[논문리뷰] Attention Is All You Need

Google에서 발표한 논문 Attention Is All You Need을 정리하였습니다. 해당 연구에서는 RNN이나 CNN을 사용하지 않고 attention만으로 이루어진 Transformer을 제안하였습니다.

Abstract

The dominant sequence transduction models are based on complex recurrent or convolutional neural networks that include an encoder and a decoder. The best performing models also connect the encoder and decoder through an attention mechanism. We propose a new simple network architecture, the Transformer, based solely on attention mechanisms, dispensing with recurrence and convolutions entirely. Experiments on two machine translation tasks show these models to be superior in quality while being more parallelizable and requiring significantly less time to train. Our model achieves 28.4 BLEU on the WMT 2014 English-to-German translation task, improving over the existing best results, including ensembles, by over 2 BLEU. On the WMT 2014 English-to-French translation task, our model establishes a new single-model state-of-the-art BLEU score of 41.8 after training for 3.5 days on eight GPUs, a small fraction of the training costs of the best models from the literature. We show that the Transformer generalizes well to other tasks by applying it successfully to English constituency parsing both with large and limited training data.

1. Introduction

기존의 sequential computation은 먼 거리에 있는 input or output sequences와의 dependency를 반영하지 못하였다.
따라서, 본 연구에서는 attention 알고리즘에 기반한 Transformer를 제안한다. → global dependency 반영, allows more parallelization

2. Background

Self-attention: attention mechanism relating different positions of a single sequence in order to compute a representation of the sequence.
end-to-end memory network based on recurrent attention mechanism
Transformer: self-attention에만 온전히 의존하여 representation을 계산하는 첫번째 transduction model

3. Model Architecture

encoder와 decoder로 이루어져있다.

번역과정과 비슷? 원 문장을 encoder로 representation하고, 생성할 문장을 decoder로 만들어내는 과정 → decoder에서 새로운 걸 만들 때는 그 앞의 단어들만 사용해서 점차적으로 만들어가야하는 masking 개념으로 이해됨.
작동방식: X - (encoder) - Z - (decoder) - Y
- 각 step은 auto-regressive (이전 step에서 생성된 generative symbol이 다음 step의 additional input으로 사용된다.)
전반적인 architecture는 stacked self-attention과 point-wise fully connected layers로 이루어진다.

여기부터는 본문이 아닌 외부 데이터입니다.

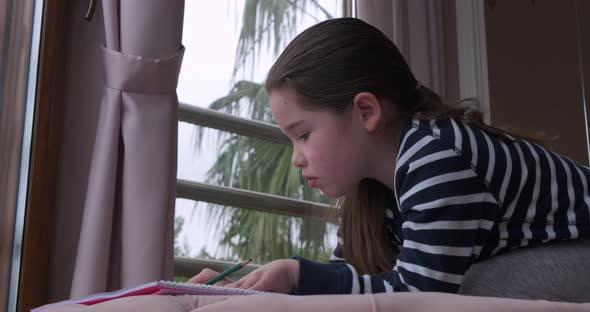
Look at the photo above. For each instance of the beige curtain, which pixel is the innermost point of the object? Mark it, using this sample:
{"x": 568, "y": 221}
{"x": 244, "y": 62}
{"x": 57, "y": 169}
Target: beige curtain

3.1. Encoder and Decoder Stack

Encoder (N=6인 동일한 layer stack)
- multi-head attention + fully feed-forward nework로 이루어진다.
- 두 레이어 다음에는 layer normalization (→ $LayerNorm(x+Sublayer(x)$)과 residual connection (→ $d_{model}=512$)가 존재한다.
  
  여기서 $sublayer$은 레이어 자신으로, 레이어를 지나기 전 x값과 레이어를 지난 후 x값을 더하여 normalization을 진행했다는 의미
Decoder (N=6인 동일한 layer stack)
- (masked) multi-head attention + (encoder의 결과까지) multi-head attention + fully feed-forward nework
  
  decoder에서는 이전의 known output에만 depend하도록 masking
- residual connections와 layer normalization도 동일하게 수행한다.

3.2. Attention

attention은 query와 key-value를 output으로 만들어내는 과정이다.
output은 query와 key에 의해 계산된 values들의 weighted sum이다.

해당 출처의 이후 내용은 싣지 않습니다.